There are a number of 'positive' influences coming up including the inauguration of Obama and the calming effect that is likely to have on Americas associates that one should keep in mind for trading and probably long term investment opportunities.
I'm sorry, but I'm just not a 'perma' 'follower'. I don't lag behind to see what works for others and then hope to replicate. I'm always optimistically looking for 'opportunities', tipping a toe in the water.
Now, just to recap before I sign off and get back to something profitable, this latest string of arguement, no more personality attack, from dhukka started over splitting hairs on the interpretation of the degree of 'recession'. An example of degree/interpretation... take oil for example. From a sharemarket (oil) sector perspective it was very bullish for ages while the financials and the general economy was turning bearish. Similarly, there will be sectors turning bullish well before the wider economy looks good.
It takes leadership, of which there is new coming, to turn sentiment, confidence and markets.
That's why these generalisations of recession, boom, crisis or whatever mean less to some than others.

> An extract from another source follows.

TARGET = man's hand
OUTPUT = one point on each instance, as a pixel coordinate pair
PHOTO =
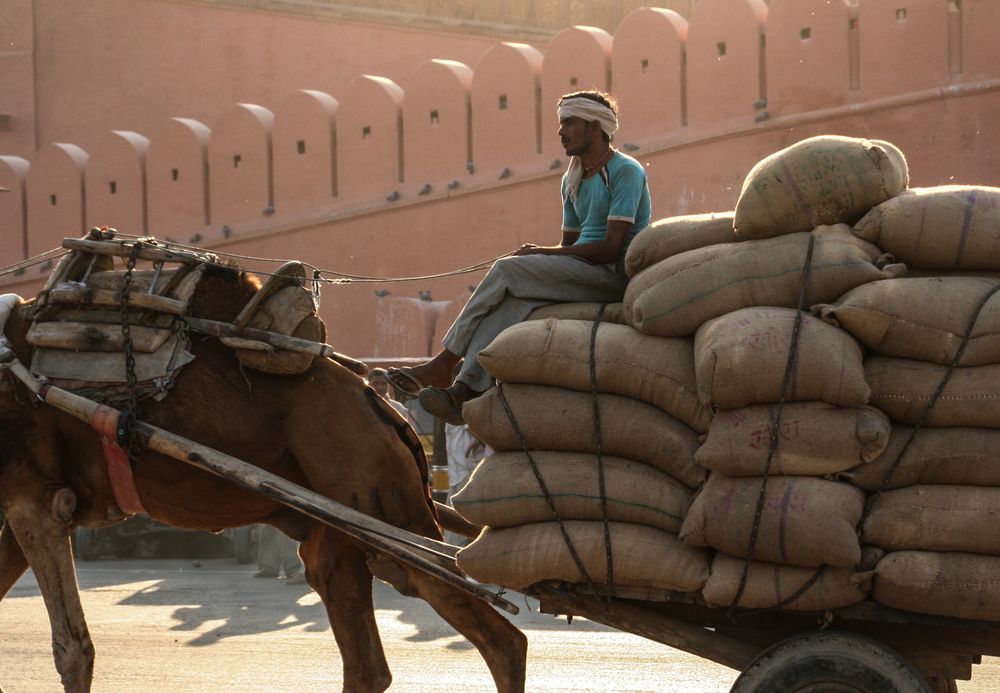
(529, 249)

B O has pledged $600 B to create jobs and save the US auto industry, just tack it on the 8 Trillion and rising.
How much longer can they keep borrowing and yet all seem to think the USD will always be strong????
Exactly what is this 600bil going to be spent on?
Also, how do we know its going to create 2.5mil jobs?
Ive read about how they will embark on its biggest infrastructure investment since the 1950s. Even if you could create those jobs, whats to say that the unemployed workforce is skilled to take on those jobs.
A person who got layed of from Starbucks doesnt exactly have the qualifications to build a road.